Wine and beverage manager, and certified sommelier, Maurice DiMarino spends his days researching, educating staffs, and setting up beverage programs for the Cohn Restaurant Group’s 20 restaurants. At night, during one eight-week period, though, he spent his time with 49 SDSU Business of Craft Beer students sniffing, sipping, and swishing craft beers.
“Education is a key to sales growth in the restaurant and hospitality industry and it’s offered often to employees,” says DiMarino, “however, this SDSU program is also great for those who are not in the industry. It allows anyone to receive that same valuable information the industry gets. Even for those currently in the hospitality industry, it’s valuable because the classes are intensive and go beyond what you may learn in a one-hour brewery tour.”
He also noted that craft beer sales have increased in the past several years company-wide, and “having a better educated staff not only helps sales continue to grow, it also makes our company look good if we have informed servers, bartenders and cocktailers.”

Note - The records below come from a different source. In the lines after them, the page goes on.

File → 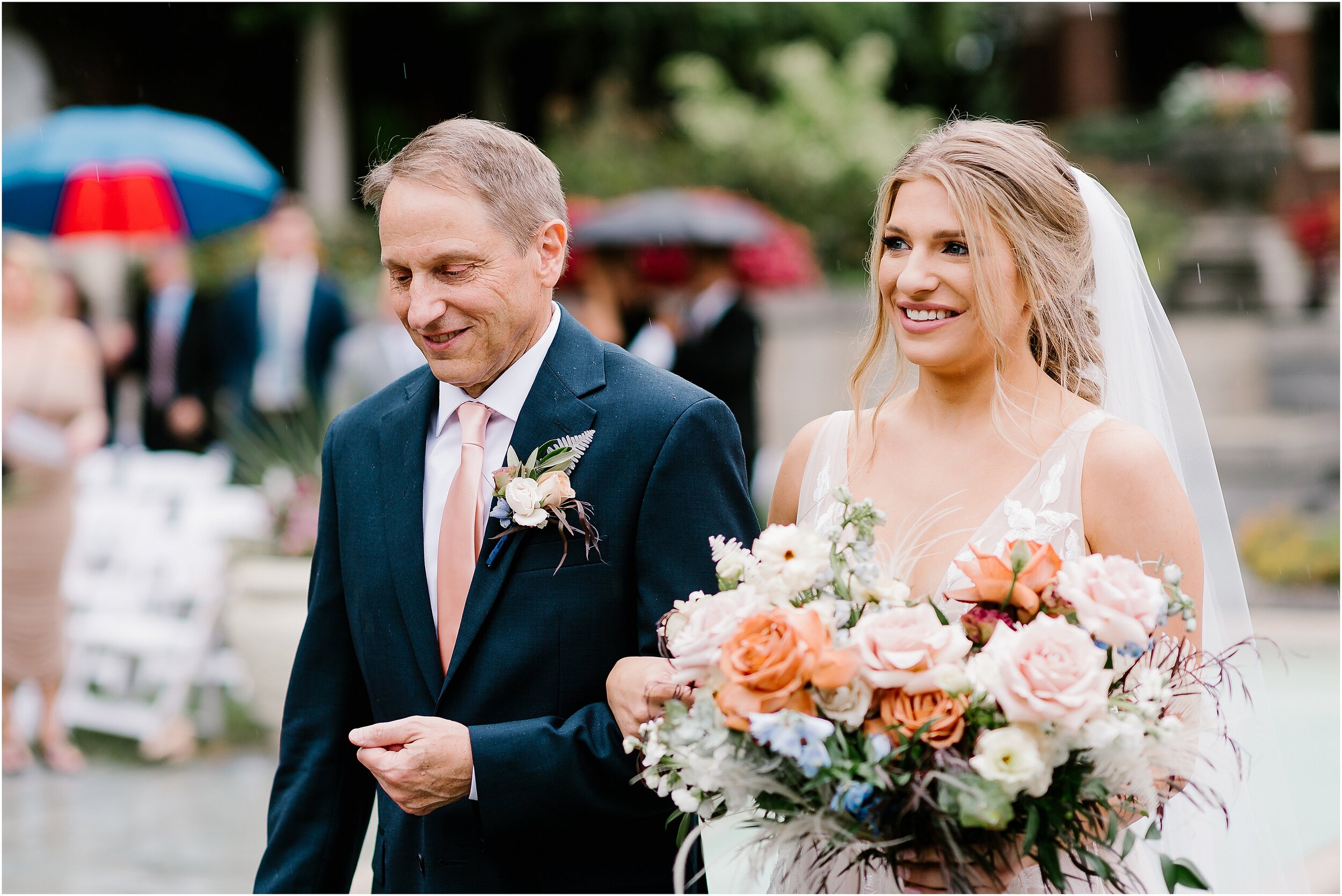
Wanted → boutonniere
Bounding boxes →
[486,429,600,571]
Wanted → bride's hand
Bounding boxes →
[606,656,694,735]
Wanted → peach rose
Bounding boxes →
[1057,554,1168,651]
[969,616,1113,731]
[866,688,969,750]
[717,608,858,731]
[852,603,972,694]
[946,541,1063,622]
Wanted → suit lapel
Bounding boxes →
[380,368,443,697]
[437,311,606,704]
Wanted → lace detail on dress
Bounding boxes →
[933,411,1107,618]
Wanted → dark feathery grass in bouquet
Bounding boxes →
[625,488,1226,892]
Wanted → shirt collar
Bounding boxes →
[434,301,560,436]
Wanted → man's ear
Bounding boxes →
[536,218,569,288]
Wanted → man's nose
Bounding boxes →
[405,283,447,330]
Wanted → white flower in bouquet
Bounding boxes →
[969,726,1054,797]
[746,525,834,595]
[536,469,577,507]
[852,603,972,695]
[504,476,549,526]
[1057,554,1168,656]
[750,710,835,777]
[666,585,767,684]
[709,535,756,584]
[931,662,974,697]
[671,788,703,815]
[260,464,298,508]
[816,675,888,742]
[971,616,1113,731]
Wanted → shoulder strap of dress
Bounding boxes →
[797,411,852,523]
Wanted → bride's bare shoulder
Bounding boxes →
[769,417,829,525]
[1082,419,1183,516]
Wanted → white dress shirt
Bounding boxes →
[252,256,317,411]
[424,302,560,620]
[424,302,560,799]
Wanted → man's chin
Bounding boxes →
[428,358,480,392]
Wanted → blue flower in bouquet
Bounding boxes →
[829,783,890,821]
[750,710,835,778]
[867,734,894,762]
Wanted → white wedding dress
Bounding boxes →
[770,409,1159,893]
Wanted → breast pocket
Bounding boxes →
[509,527,604,574]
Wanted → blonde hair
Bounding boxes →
[848,119,1105,448]
[361,118,569,252]
[3,231,61,318]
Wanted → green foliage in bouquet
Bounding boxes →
[625,488,1227,892]
[544,33,936,275]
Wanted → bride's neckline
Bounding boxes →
[843,408,1107,595]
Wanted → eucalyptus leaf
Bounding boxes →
[1020,804,1040,856]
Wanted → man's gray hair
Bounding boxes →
[361,118,569,252]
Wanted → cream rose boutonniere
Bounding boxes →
[486,429,600,571]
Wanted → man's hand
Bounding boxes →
[349,715,474,815]
[606,656,694,735]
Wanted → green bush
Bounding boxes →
[545,33,936,275]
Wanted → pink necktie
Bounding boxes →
[437,401,493,673]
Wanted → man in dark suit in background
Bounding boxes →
[217,201,349,419]
[671,247,760,468]
[126,243,219,452]
[257,119,758,893]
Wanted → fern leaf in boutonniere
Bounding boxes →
[486,429,600,571]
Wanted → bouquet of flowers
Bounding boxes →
[1161,65,1293,125]
[625,488,1221,892]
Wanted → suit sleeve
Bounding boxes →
[470,398,758,840]
[257,424,373,893]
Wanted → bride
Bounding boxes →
[608,121,1285,892]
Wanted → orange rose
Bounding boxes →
[946,541,1063,622]
[866,688,969,750]
[717,609,858,731]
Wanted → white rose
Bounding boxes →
[816,675,872,729]
[671,788,701,815]
[748,525,834,595]
[709,535,754,582]
[537,469,577,507]
[931,662,974,696]
[969,726,1052,797]
[504,477,550,526]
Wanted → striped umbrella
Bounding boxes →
[0,106,281,239]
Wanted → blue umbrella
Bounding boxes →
[0,106,282,239]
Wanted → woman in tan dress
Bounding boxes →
[0,236,107,771]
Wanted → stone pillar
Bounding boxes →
[1240,3,1314,133]
[298,8,354,221]
[1059,3,1122,115]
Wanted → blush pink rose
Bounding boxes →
[971,616,1113,731]
[852,603,972,695]
[1057,554,1166,649]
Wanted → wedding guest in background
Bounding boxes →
[666,247,760,469]
[126,243,217,452]
[326,278,424,417]
[0,235,107,773]
[216,200,349,421]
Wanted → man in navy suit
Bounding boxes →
[217,200,349,419]
[257,119,757,892]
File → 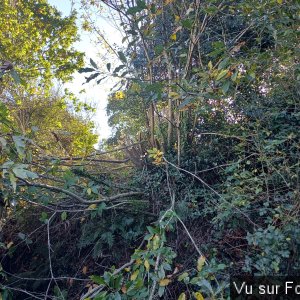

Asked what pearls of wisdom he came away with after attending the Beer Styles class taught by Scot Blair of Hamilton’s, Monkey Paw, and Small Bar, DiMarino says, “History! I love history. I think it’s so important so you can better understand a product — knowing where and why it was created gives us a better understanding. It’s also great for engaging guests at table side.”
DiMarino adds, “When you are tasting so many different styles of beer, the insights are tremendous. I learned the little nuances that make one style different from another style. I am definitely inspired.”
Craft Brewing Scene Opening Doors; Creating Connections
“Just knowing that there are more like-minded individuals out there allows me to have a better connection with the craft beer world,” DiMarino says. “I’m pretty well established in the San Diego wine scene, but these classes have opened the doors to the craft brewing scene. I would like to start a blind beer-tasting group down the road and the first people to reach out to will be my fellow classmates.”
During a recent class when instructor Blair asked the students, “What do your senses detect in this beer?” DiMarino answered confidently, “Brioche.” Blair brightened up and said, “Well I’ve never heard this beer described quite like that.” All joking aside, DiMarino knows the intricacies of his food and beer flavors — very well.
Cicerone© certification may be around the corner for Cohn Restaurant Group sommelier DiMarino, thanks to a little inspiration from SDSU’s College of Extended Studies Business of Craft Beer certificate program, and a thirst for more knowledge.